We have written about these matters in other places, most recently discussing the problems of New Look – “The Challenges that lie ahead for New Look”, 16th March 2018.

But what strikes us about so many of these stories is the way commentary tends to compartmentalise the problems. If one reads the comments in the media one would get the impression that the problem at New Look is that some stores are loss making, without giving any thought to why that should be so.

In fact so much of the comment completely fails to look at the bigger picture.


  • Stores lose money because they are not generating enough in sales. They used to cover their costs, but now they don’t. Why not?

  • Management buy-ins often fail because the company fails to generate enough profit to cover finance costs. Why not?

  • Profits fall if sales are weak.


So if a company is struggling the reaction tends to be to address a profits problem by cutting costs. This is the natural reaction of anyone with an accounting training.

The trouble is that cutting costs often just makes matters worse and all too often accelerates a downward spiral.

  • Lack of investment in stores means that the store environment deteriorates and customers drift away.

  • Lower staffing levels mean that store standards deteriorate and customers drift away.

So the next resort of managements is to try to negotiate lower rents (eg House of Fraser ) or better terms from suppliers (Arcadia).

But isn’t it all about online?

It would be easy to look at the growth of retailers from Amazon to Asos and Missguided and say that the high street is suffering because of the growth of online. While it is true that online is growing very rapidly while too many high street fashion retailers are struggling again one needs to ask why.

If there was one clear message from the trading results over Christmas (See Christmas Shopping Habits – UK, February 2018) it was that some high street fashion retailers could perform just as well as online fashion specialists.

So what’s missing?

The elephant in the room is the root cause of all the trouble – the merchandise. Sales are weak because not enough people want to buy the goods. That’s why the Analyst Insight concentrates on the underlying problems of New Look – that it has lost track of its target market. It has become unfocussed and is trying to target too many disparate groups. It is also, like too many UK fashion retailers becoming risk averse.

Online retailers are growing fast because they have a clear understanding of their target market and what it wants.

Back to basics

In essence retailing is simple. In practice it can be very complicated. But the first and most important factor is to understand what the target market is and how to service it.

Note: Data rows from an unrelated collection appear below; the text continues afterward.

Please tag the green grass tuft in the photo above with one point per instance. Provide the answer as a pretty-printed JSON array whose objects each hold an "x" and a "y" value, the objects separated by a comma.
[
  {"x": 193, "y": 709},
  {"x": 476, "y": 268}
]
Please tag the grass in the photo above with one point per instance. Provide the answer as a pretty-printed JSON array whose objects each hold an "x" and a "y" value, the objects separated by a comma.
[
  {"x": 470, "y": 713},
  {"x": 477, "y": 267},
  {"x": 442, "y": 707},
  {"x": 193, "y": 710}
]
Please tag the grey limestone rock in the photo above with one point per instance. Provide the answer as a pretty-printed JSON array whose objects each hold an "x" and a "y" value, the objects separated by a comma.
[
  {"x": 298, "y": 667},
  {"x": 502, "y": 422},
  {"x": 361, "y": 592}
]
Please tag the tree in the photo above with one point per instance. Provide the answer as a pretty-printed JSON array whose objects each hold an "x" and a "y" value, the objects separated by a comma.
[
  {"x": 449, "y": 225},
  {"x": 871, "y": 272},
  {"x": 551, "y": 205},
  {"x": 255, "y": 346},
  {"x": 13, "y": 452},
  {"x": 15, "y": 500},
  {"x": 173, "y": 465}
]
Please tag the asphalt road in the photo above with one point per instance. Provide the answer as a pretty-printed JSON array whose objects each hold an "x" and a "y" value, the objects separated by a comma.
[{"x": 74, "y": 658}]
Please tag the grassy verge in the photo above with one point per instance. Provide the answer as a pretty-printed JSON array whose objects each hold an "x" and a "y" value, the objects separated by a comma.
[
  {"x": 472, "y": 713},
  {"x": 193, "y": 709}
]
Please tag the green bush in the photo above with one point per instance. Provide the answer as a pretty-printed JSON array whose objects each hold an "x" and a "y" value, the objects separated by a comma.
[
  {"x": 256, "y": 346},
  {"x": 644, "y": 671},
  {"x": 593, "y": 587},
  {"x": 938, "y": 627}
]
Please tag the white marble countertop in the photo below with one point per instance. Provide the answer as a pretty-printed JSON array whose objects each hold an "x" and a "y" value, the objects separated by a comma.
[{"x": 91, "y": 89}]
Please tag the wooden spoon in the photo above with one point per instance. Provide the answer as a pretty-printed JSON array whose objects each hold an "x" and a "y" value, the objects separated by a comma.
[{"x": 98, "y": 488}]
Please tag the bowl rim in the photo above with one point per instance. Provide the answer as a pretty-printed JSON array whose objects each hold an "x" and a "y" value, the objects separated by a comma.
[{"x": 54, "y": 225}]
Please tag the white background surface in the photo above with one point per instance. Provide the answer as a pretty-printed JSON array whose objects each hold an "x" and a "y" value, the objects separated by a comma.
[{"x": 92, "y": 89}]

It may seem obvious to argue that a weakness in sales can be addressed by trying to target another group, as New Look has been doing, but in practice the business just loses focus. Core customers find too little to appeal to them and too much that doesn’t appeal. But at the same time the new target customer doesn’t come into the stores because they don’t associate the stores with the new ranges on offer.

So the problems at New Look are not financial – those problems are the symptoms, but not the cause. The root cause is that the merchandise does not appeal enough to the existing customer base.

The problems of these failing companies are retail ones, not financial ones. It would be easy to blame external factors, but in fact all the problems are home grown.